Capita ormai soventemente di imbattersi in “discorsi da bar” in cui l’argomento centrale sia il mondo delle criptovalute.

Fatta questa premessa è bene ricordare come con la Legge di Bilancio del 2023 il legislatore abbia colmato il vuoto normativo esistente e abbia definitivamente diradato le incertezze sugli obblighi per i detentori. Sono stati istituiti infatti obblighi specifici, sia nel dichiarare le criptovalute di cui si è in possesso (che riguardano le plusvalenze al superamento di una certa soglia) sia dal punto di vista del monitoraggio fiscale. Per il fisco italiano le cryptovalute sono valute virtuali, cioè dei mezzi digitali di scambio. Tradotto, significa che queste valute non esistono in forma fisica e quindi si generano e si scambiano esclusivamente per via telematica. Si tratta quindi di valuta “nascosta”, nel senso che è visibile e utilizzabile solo grazie ad un determinato codice informatico, ossia le cosiddette “chiavi di accesso”.

Le valute digitali sono considerate alla stregua delle valute estere e, in quanto strumenti finanziari che possono generare reddito diverso, sono sottoposte a tassazione in base all’art 67 del TUIR (Testo Unico delle Imposte sui Redditi). E qui sorge l’obbligo: se mi diletto a scambiare cryptoattività e realizzo un guadagno (plusvalenza), tra il costo di acquisto e il prezzo di vendita, va tassato in base all’art.67 del TUIR, ovvero con un aliquota del 26%, sempre se questa differenza non supera nel periodo di imposta la franchigia di Euro 2.000,00. Ai fini del calcolo occorrerà documentare con attenzione il costo o il valore di acquisto delle cripto-attività per evitare discrepanze fiscali. In assenza di documentazione, il costo si presumerà pari a zero, e dunque tutto il prezzo di cessione verrà considerato plusvalenza.
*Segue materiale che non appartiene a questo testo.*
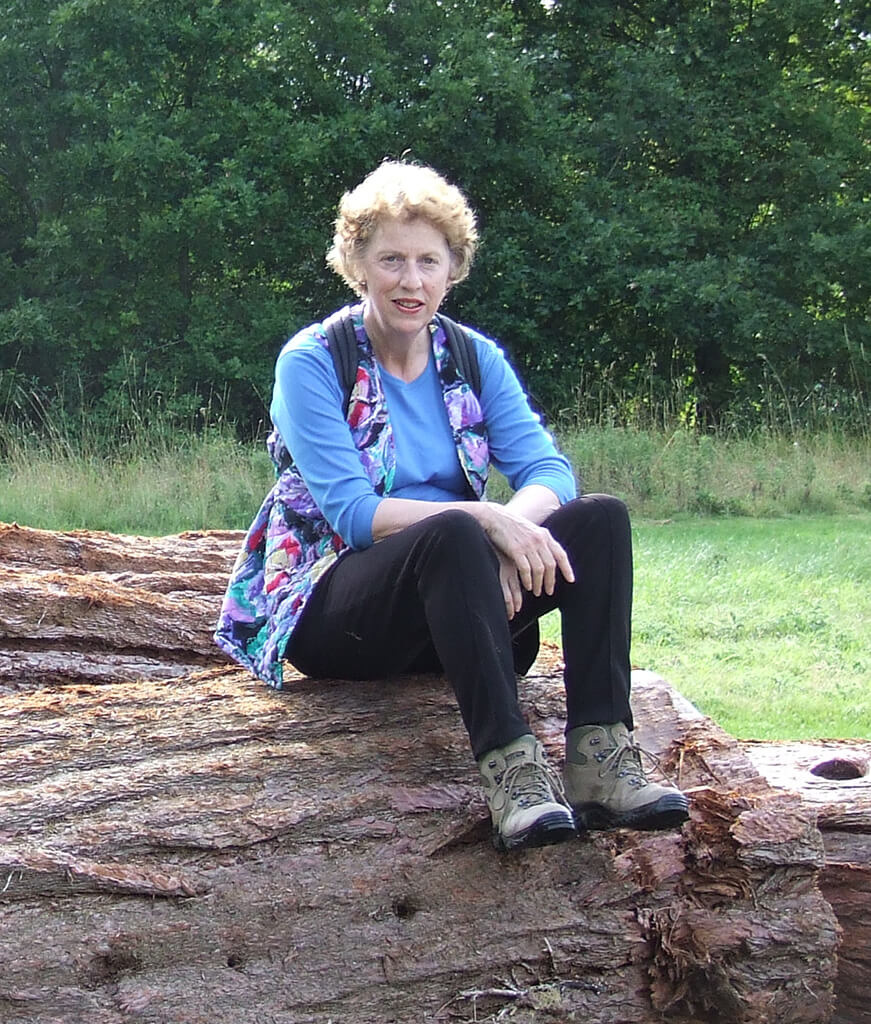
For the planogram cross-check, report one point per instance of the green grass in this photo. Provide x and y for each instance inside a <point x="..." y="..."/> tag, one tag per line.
<point x="761" y="624"/>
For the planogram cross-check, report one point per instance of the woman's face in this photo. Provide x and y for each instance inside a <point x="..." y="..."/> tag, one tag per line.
<point x="406" y="271"/>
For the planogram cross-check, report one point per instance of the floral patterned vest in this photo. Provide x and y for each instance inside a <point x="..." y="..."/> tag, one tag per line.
<point x="290" y="544"/>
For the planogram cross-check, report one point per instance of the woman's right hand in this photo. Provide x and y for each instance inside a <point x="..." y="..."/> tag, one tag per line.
<point x="531" y="551"/>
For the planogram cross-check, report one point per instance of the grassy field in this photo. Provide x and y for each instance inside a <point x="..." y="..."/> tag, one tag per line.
<point x="752" y="556"/>
<point x="763" y="624"/>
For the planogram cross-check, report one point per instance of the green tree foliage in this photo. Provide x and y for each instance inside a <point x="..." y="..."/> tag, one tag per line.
<point x="678" y="192"/>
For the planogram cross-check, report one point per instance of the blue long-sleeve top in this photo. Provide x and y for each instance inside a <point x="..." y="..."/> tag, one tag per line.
<point x="307" y="411"/>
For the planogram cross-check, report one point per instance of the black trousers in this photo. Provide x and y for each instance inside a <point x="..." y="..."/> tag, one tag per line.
<point x="429" y="599"/>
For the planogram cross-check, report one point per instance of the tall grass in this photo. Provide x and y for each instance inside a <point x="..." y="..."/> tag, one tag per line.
<point x="142" y="466"/>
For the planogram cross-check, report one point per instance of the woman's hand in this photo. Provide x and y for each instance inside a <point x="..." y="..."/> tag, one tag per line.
<point x="530" y="556"/>
<point x="512" y="591"/>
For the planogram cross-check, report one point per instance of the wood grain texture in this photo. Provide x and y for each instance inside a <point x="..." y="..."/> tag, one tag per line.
<point x="200" y="848"/>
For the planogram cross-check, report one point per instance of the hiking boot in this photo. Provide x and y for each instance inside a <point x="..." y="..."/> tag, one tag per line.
<point x="525" y="797"/>
<point x="607" y="786"/>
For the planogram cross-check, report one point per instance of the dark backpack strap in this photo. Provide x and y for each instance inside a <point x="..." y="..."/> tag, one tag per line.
<point x="343" y="348"/>
<point x="464" y="351"/>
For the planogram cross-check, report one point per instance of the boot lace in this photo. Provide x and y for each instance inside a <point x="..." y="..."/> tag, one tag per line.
<point x="531" y="782"/>
<point x="624" y="761"/>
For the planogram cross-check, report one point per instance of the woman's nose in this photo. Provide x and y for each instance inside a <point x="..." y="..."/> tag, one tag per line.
<point x="410" y="273"/>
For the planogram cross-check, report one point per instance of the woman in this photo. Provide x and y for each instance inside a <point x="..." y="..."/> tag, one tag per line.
<point x="376" y="554"/>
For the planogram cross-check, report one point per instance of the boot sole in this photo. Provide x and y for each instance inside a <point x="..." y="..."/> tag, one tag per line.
<point x="670" y="811"/>
<point x="548" y="830"/>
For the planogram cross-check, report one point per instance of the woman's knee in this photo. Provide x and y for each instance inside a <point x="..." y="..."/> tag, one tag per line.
<point x="456" y="530"/>
<point x="602" y="516"/>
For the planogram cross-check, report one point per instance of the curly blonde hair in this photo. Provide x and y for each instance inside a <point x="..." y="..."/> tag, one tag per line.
<point x="406" y="192"/>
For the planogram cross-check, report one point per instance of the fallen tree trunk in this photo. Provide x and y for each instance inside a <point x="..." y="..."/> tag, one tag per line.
<point x="200" y="848"/>
<point x="834" y="780"/>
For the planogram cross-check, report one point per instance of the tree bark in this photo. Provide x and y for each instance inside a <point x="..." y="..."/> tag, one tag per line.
<point x="833" y="779"/>
<point x="201" y="848"/>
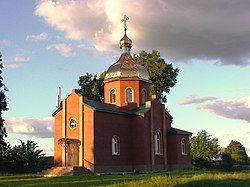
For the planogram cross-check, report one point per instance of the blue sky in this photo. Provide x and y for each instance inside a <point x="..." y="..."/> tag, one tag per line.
<point x="46" y="44"/>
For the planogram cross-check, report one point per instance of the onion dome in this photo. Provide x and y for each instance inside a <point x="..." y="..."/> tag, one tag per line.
<point x="125" y="42"/>
<point x="126" y="68"/>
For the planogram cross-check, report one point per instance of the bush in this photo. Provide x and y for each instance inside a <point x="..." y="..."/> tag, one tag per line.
<point x="24" y="158"/>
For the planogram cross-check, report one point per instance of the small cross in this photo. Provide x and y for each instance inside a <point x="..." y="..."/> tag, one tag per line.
<point x="125" y="18"/>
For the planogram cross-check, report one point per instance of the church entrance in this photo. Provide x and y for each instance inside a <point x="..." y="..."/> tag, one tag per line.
<point x="73" y="153"/>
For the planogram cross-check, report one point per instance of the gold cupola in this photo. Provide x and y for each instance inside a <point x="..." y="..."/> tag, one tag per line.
<point x="126" y="68"/>
<point x="125" y="42"/>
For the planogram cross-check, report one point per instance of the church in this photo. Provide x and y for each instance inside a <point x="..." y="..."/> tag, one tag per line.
<point x="130" y="131"/>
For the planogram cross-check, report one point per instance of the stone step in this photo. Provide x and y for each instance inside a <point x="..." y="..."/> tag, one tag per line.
<point x="65" y="171"/>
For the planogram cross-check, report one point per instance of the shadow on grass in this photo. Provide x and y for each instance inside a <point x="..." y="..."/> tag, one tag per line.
<point x="216" y="183"/>
<point x="104" y="180"/>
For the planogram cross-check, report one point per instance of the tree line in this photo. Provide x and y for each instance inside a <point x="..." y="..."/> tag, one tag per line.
<point x="205" y="151"/>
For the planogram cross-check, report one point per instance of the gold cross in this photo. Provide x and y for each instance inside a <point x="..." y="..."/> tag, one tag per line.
<point x="125" y="18"/>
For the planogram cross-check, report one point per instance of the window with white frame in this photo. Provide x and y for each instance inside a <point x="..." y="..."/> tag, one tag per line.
<point x="183" y="147"/>
<point x="112" y="96"/>
<point x="115" y="145"/>
<point x="143" y="96"/>
<point x="129" y="95"/>
<point x="158" y="143"/>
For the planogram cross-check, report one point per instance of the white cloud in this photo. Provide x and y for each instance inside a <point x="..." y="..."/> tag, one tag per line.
<point x="195" y="100"/>
<point x="40" y="128"/>
<point x="232" y="109"/>
<point x="38" y="37"/>
<point x="181" y="30"/>
<point x="21" y="59"/>
<point x="18" y="61"/>
<point x="64" y="49"/>
<point x="91" y="50"/>
<point x="7" y="43"/>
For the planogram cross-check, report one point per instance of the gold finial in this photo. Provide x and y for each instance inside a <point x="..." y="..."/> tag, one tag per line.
<point x="125" y="18"/>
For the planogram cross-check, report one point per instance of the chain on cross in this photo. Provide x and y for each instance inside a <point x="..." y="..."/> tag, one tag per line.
<point x="125" y="18"/>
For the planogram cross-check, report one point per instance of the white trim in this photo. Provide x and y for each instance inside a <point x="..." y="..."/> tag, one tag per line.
<point x="115" y="149"/>
<point x="143" y="89"/>
<point x="133" y="95"/>
<point x="72" y="128"/>
<point x="110" y="95"/>
<point x="158" y="142"/>
<point x="184" y="146"/>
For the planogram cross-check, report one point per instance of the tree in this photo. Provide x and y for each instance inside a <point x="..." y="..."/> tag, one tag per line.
<point x="204" y="148"/>
<point x="3" y="107"/>
<point x="91" y="86"/>
<point x="26" y="157"/>
<point x="238" y="152"/>
<point x="162" y="75"/>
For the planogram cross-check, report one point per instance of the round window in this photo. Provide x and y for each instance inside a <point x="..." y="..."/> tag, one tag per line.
<point x="72" y="123"/>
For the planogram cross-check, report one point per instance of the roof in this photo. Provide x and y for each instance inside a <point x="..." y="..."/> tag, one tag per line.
<point x="104" y="107"/>
<point x="175" y="131"/>
<point x="141" y="110"/>
<point x="126" y="68"/>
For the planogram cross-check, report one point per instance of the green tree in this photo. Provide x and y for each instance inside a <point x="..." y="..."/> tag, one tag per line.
<point x="162" y="75"/>
<point x="26" y="157"/>
<point x="3" y="107"/>
<point x="204" y="148"/>
<point x="91" y="86"/>
<point x="238" y="152"/>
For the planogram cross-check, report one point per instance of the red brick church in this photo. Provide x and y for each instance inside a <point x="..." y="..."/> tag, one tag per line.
<point x="129" y="131"/>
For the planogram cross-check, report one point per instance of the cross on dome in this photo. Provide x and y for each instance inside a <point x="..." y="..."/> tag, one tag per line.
<point x="125" y="18"/>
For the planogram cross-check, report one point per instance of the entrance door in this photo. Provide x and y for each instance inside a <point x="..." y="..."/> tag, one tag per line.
<point x="73" y="153"/>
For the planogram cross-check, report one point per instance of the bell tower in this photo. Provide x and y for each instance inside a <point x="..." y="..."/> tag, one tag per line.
<point x="126" y="83"/>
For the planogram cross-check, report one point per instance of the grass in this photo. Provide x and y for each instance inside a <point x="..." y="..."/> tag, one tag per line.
<point x="179" y="178"/>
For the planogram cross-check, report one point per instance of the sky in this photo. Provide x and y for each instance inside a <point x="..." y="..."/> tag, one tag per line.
<point x="50" y="43"/>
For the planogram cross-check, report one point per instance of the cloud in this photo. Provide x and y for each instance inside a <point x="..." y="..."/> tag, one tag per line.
<point x="195" y="100"/>
<point x="7" y="43"/>
<point x="182" y="30"/>
<point x="38" y="37"/>
<point x="18" y="61"/>
<point x="232" y="109"/>
<point x="91" y="50"/>
<point x="40" y="128"/>
<point x="64" y="49"/>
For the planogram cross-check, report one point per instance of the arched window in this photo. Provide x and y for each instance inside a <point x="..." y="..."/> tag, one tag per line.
<point x="158" y="142"/>
<point x="129" y="95"/>
<point x="115" y="145"/>
<point x="143" y="96"/>
<point x="183" y="147"/>
<point x="112" y="96"/>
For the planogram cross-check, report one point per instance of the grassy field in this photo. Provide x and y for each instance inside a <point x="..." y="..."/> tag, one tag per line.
<point x="171" y="178"/>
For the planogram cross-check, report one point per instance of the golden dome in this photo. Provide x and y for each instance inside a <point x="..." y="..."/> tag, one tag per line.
<point x="126" y="69"/>
<point x="125" y="42"/>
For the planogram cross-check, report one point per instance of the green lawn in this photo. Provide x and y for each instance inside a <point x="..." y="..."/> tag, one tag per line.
<point x="171" y="178"/>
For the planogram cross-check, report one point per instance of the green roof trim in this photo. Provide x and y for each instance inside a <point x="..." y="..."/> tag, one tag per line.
<point x="57" y="110"/>
<point x="174" y="131"/>
<point x="104" y="107"/>
<point x="141" y="110"/>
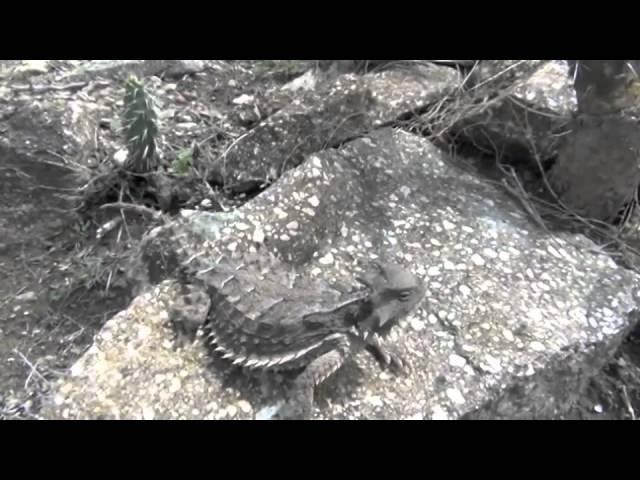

Operata la parte che ritengo (dalla mia personale esperienza) più complicata, cioè quella di ricostruire i vari portafogli e le diverse operazioni di scambio e realizzo, si passa all’obbligo dichiarativo, diventato oramai piuttosto semplice ed intuitivo. Da quest’anno partono le novità della riforma fiscale. Tra queste, quella che prevede l’ingresso dell’imposta sostitutiva sulle criptovalute, e in generale sulle cripto-attività, nel nuovo quadro W del modello dichiarativo 730 che permetterà di assolvere anche agli obblighi di monitoraggio fiscale. Di conseguenza, non sarà più necessario presentare il precedente quadro RW, e sarà dunque il nuovo quadro W ad ospitare le attività cripto-attività detenute attraverso “portafogli”, “conti digitali” o altri sistemi di archiviazione o conservazione ai fini del calcolo delle relative imposte, semplificando le modalità di dichiarazione.

In conclusione, tralasciando la mia scettica opinione personale sull’opportunità di investirci, è bene che l’approccio alle cryptoattività, seppur dilettevole, sia consapevole degli obblighi che potrebbero scaturirne, diversamente “giocarci” potrebbe diventare rischioso anche solo e soltanto per le sanzioni a cui si andrebbe incontro violando gli obblighi fiscali.